Es ist daher zunächst zu klären, ob eine Entscheidungspflicht der belangten Behörde hinsichtlich eines vom Beschwerdeführer gestellten Antrages bestand. Nur wenn dies der Fall ist, ist die vorliegende Säumnisbeschwerde zulässig. Im Hinblick auf die Ausführungen der belangten Behörde zum Fehlen einer Rechtsgrundlage für die Erlassung eines Bescheides im "gegenständlichen Fall" ist dabei zunächst darauf hinzuweisen, dass die Beurteilung der Frage, ob und bejahendenfalls welcher Bescheid zu erlassen gewesen wäre, die Feststellung voraussetzt, welcher Antrag gestellt wurde. Darüber hinaus ergibt sich aus der Feststellung, dass die Erlassung des beantragten Bescheides weder im Gesetz vorgesehen, noch beispielsweise auf Grund der Rechtsprechung zur Zulässigkeit eines Feststellungsbescheides möglich bzw. geboten ist, noch nicht, dass keine Säumnis vorliegen könnte. Wie in ständiger hg. Rechtsprechung vertreten wird, besteht unter bestimmten Voraussetzungen auch ein Anspruch des Antragstellers auf Zurückweisung seines Antrags; dieser Antrag ist auch mit Säumnisbeschwerde verfolgbar (vgl. das hg. Erkenntnis eines verstärkten Senates vom 15. Dezember 1977, Slg. Nr. 9458/A, sowie zur Notwendigkeit einer Zurückweisung eines Antrages, der an eine unzuständige Behörde gestellt wurde, soferne der Einschreiter auf einer Entscheidung der an sich unzuständigen Behörde beharrt, Walter/Mayer, Grundriß des österreichischen Verwaltungsverfahrensrechts8, Rz 83, und zur Verpflichtung zur Zurückweisung eines an eine unzuständige Behörde gerichteten Antrags, wenn eine Weiterleitung nicht möglich ist, das hg.

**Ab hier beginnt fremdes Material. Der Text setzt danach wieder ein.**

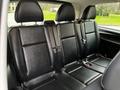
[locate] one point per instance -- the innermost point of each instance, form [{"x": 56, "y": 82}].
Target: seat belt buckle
[{"x": 84, "y": 41}]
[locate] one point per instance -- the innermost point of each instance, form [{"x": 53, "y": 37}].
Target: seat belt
[
  {"x": 50, "y": 42},
  {"x": 59, "y": 54},
  {"x": 84, "y": 41}
]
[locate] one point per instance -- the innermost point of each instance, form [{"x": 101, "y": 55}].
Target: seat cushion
[
  {"x": 102, "y": 61},
  {"x": 94, "y": 86},
  {"x": 84, "y": 74},
  {"x": 61, "y": 82}
]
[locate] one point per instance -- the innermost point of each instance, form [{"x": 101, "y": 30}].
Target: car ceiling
[{"x": 80, "y": 5}]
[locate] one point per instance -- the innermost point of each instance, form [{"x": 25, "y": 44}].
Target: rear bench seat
[
  {"x": 32, "y": 52},
  {"x": 67, "y": 29},
  {"x": 48, "y": 56}
]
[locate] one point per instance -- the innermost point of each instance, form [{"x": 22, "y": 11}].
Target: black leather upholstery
[
  {"x": 33, "y": 61},
  {"x": 110, "y": 80},
  {"x": 71, "y": 50},
  {"x": 28, "y": 11},
  {"x": 89, "y": 13},
  {"x": 94, "y": 86},
  {"x": 66, "y": 13},
  {"x": 38, "y": 56}
]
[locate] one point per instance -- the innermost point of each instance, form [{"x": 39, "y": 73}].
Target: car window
[
  {"x": 49, "y": 11},
  {"x": 108, "y": 14}
]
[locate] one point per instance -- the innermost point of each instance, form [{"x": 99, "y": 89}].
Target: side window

Erkenntnis vom 6. Februar 1989, Zl. 87/12/0112).
Aus dem Umstand, dass die Notariatskammern als gesetzliche berufliche Vertretungen in ihrem Verfahren nicht das AVG anzuwenden haben, folgt auch, dass die Möglichkeit der Erhebung eines Devolutionsantrages gemäß § 73 AVG bei Säumigkeit mit der Entscheidung über einen Antrag an eine Notariatskammer ausscheidet (vgl. das hg. Erkenntnis vom 29. Dezember 1954, Slg. 1005 F/1954). Die vorliegende Säumnisbeschwerde ist sohin auch nicht schon aus dem Grund unzulässig, dass noch nicht die oberste, im Verwaltungswege anrufbare Behörde angerufen worden wäre.
3. Zum Gegenstand des verfahrenseinleitenden Antrags und zur Zulässigkeit eines Feststellungsbescheides über die Höhe der vom Beschwerdeführer geschuldeten rückständigen Beiträge zum Solidaritätsfonds:
Zunächst ist der Österreichischen Notariatskammer dahin gehend beizupflichten, dass die Länderkammern bei Eintreibung rückständiger Beiträge zum Solidaritätsfonds gemäß § 134 Abs. 2 Z 9 Notariatsordnung Rückstandsausweise ausstellen können. Der Rückstandsausweis bildet zwar einen Exekutionstitel (vgl. Walter/Thienel, Verwaltungsverfahrensgesetze II2, Anm. 13 zu § 1 VVG und Anm. 14 zu § 3 VVG), der Verpflichtete kann jedoch nach der hg. Rechtsprechung nach der Bewilligung der Exekution auf Grund des Rückstandsausweises Einwendungen gegen diesen erheben, über die sodann bescheidmäßig abzusprechen ist (vgl. Mannlicher/Quell, Das Verwaltungsverfahren8, 2. Halbband, Anm. 5 zu § 3 VVG (319) und die dazu aaO, 898 ff, wiedergegebene hg. Rechtsprechung und neuerlich Walter/Thienel, Verwaltungsverfahrensgesetze II2, Anm. 14 zu § 3 VVG). Der Verwaltungsgerichtshof ist davon ausgegangen, dass der Gesetzgeber grundsätzlich ein Verfahren zur Überprüfung von Vollstreckbarkeitsbestätigungen und damit auch Rückstandsausweisen vorgesehen habe, in dem die Betroffenen Parteien seien und einen Anspruch auf Entscheidung über ihre Anträge haben.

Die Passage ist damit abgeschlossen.